In an increasingly divided world, Chinese artist Ai WeiWei wants to reclaim the physical barriers that keep us apart.
This October, Ai will erect over 100 fences across the boroughs of Manhattan, Brooklyn and Queens, collectively called “Good Fences Make Good Neighbors.” Created with New York City’s Public Art Fund, the project was inspired by the ongoing immigration crisis and the fight over the U.S.-Mexico border wall, and will reclaim the metal wire fence as the raw material for his art.
“Ai will create striking installations that draw attention to the role of the fence as both a physical manifestation and metaphorical expression of division,” the Public Art Fund said in a statement. “In this way, he will explore one of society’s most urgent issues, namely the psychic and physical barriers that divide us, which is at the heart of debates about immigration and refugees today.”

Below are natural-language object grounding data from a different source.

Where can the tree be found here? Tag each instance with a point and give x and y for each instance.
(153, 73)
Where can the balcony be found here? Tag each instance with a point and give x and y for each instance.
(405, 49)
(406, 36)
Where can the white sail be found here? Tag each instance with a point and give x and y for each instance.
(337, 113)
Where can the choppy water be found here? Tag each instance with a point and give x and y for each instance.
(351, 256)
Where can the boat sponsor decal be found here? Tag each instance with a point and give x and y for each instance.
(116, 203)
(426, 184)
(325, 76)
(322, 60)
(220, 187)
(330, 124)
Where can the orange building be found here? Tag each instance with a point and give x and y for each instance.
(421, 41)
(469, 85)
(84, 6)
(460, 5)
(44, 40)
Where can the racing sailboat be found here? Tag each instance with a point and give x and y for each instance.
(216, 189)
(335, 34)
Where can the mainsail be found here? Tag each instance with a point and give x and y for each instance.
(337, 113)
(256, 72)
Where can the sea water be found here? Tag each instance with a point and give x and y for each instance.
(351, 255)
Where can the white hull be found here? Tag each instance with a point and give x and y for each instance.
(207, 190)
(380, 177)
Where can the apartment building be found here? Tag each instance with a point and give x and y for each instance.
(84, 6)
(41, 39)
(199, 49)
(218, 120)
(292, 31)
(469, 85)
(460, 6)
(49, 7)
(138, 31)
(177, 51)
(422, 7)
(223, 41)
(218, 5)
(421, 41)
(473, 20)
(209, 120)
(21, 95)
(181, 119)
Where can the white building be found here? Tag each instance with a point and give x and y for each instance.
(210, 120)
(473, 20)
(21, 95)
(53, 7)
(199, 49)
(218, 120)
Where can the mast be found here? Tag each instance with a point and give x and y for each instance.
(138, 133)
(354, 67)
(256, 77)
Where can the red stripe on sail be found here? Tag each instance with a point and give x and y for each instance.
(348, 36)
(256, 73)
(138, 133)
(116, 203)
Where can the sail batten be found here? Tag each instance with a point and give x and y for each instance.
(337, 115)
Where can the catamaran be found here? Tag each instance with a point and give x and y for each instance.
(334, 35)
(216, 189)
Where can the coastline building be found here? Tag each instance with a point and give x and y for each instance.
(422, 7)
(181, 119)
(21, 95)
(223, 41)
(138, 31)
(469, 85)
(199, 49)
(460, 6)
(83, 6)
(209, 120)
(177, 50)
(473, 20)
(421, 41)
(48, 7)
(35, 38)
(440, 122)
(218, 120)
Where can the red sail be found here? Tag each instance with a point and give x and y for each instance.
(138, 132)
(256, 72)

“Good Fences Make Good Neighbors” will be on view Oct. 12-Feb. 11, 2018 in “unexpected urban contexts” like rooftops, alleys, bus shelters and more “as if growing out of the existing urban landscape, while also changing how we perceive our environment. Rather than impeding daily life, the fences will serve as powerful metaphors in a city that has long served as a gateway to the United States for millions of immigrants.”

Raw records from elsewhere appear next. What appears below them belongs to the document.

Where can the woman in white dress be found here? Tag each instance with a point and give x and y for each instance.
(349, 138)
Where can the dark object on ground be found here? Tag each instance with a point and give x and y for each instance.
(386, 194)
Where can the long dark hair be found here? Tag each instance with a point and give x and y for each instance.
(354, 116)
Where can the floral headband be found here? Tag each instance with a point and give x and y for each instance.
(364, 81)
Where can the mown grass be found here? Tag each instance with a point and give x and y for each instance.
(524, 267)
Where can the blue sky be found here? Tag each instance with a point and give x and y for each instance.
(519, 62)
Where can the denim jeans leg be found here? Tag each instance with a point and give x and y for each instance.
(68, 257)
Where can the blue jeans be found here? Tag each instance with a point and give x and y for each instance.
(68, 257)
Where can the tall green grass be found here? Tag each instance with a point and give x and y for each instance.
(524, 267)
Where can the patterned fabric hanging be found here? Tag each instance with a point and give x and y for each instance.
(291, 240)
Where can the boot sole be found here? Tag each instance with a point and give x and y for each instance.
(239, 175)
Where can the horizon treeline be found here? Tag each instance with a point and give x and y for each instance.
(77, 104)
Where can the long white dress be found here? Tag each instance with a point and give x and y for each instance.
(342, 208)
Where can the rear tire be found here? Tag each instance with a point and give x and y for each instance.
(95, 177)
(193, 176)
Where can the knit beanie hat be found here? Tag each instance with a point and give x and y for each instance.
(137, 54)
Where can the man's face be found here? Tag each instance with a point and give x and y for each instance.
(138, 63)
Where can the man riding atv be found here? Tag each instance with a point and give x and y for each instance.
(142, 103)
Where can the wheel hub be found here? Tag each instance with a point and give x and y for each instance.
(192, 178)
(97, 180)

The sites including Essex Street Market on the Lower East Side, The Cooper Union at Astor Place, JCDecaux bus shelters in Brooklyn, Central Park’s Doris C. Freedman Plaza and Flushing Meadows-Corona Park in Queens.
Ai is an immigrant himself who studied art at Parsons in the 1980s and was held as a political prisoner in China for fear of his cultural influence. His work has long focused on the plight of refugees, including an exhibit last fall called “Laundromat” of clothes and personal items he salvaged from an abandoned refugee camp on the Greece-Macedonia border.
Fences, Ai said in a statement, are “a tool in the vocabulary of political landscaping,” meant to evoke notion of borders and security. “Good Neighbors” is about remembering that, ultimately, this notion is artificial: “What’s important to remember is that while barriers have been used to divide us, as humans we are all the same. Some are more privileged than others, but with that privilege comes a responsibility to do more.”